Videos by American Songwriter

Laura Veirs
The Lookout
(Raven Marching Band Records)
Rating: 4 out of 5 stars

Dreamy.

That’s the first word that will spring to mind after spending 45 minutes with singer-songwriter Laura Viers’ 10th studio release. It’s her first solo set since 2013’s similar sounding Warp & Weft (also produced, as is this one, by husband/percussionist/multi-instrumentalist Tucker Martine) and a follow-up of sorts to her successful 2016 collaboration with k.d. lang and Neko Case. As the least well known of those three, Veirs likely acquired plenty of new fans from that project. They, as well as her established base, will find plenty to love on this glistening and often mysterious folk/pop jewel.

Veirs explains that the album’s title stems from the importance of looking out for each other in what she sees as the political and social chaos created since 2016’s presidential election. Fair enough, but it’s hard to believe that even after close inspection to the wistful, woozy, often existential lyrics to these dozen tracks, many listeners will come away with anything concrete in that regard. What they will experience is a beautifully crafted set of sometimes offbeat, melodically sensitive and wonderfully conceived tunes that linger in your head long after the final track, the obliquely titled “Zozobra,” whose verse name-checks Neil Young’s “Heart of Gold,” fades out. 

These tunes float, drift and glide with Veirs’ picked guitar lines weaving between pedal steel, synths, occasional viola and even clarinet on one tune, along with sympathetic backing vocals from Jim James and Sufjan Stevens, among others. Veirs’ words are often textured with colors; “raised under rays of gold/ and under sapphire skies,” she sings on the country-tinged “Seven Falls. Elsewhere, there are mentions of “your turquoise beams,” “… desert domes all cold and green,” “her opalescent gaze,” “your eyes of green and steel,” and “signatures stamped in silver.” Her words are evocative, often haunting and poetic.
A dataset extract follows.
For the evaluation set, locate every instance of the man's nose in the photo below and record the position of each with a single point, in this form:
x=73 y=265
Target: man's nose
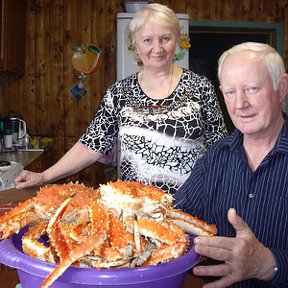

She implies concepts rather than explaining them as in “lost is the long and loneliest town/ fairy sybil flying” from  “Mountains of the Moon.” Song structures are similarly unusual, eschewing traditional verse—chorus—verse–bridge constructs for more unusual, interesting arrangements.

What could be a convoluted jumble is instead a beautifully fashioned collection of sounds that flow and shift from the ornate qualities of “When It Grows Darkest” to the stark piano and voice of “The Meadow”; one that drifts with the pensive, thought provoking vibe of a foreign film or the undulating of the ocean tide. Viers’ voice — similar to that of Case — is hypnotic, even trance-inducing, tying the melodic threads together, creating vistas far too alluring and challenging to snooze through, even on an album that feels like a waking dream.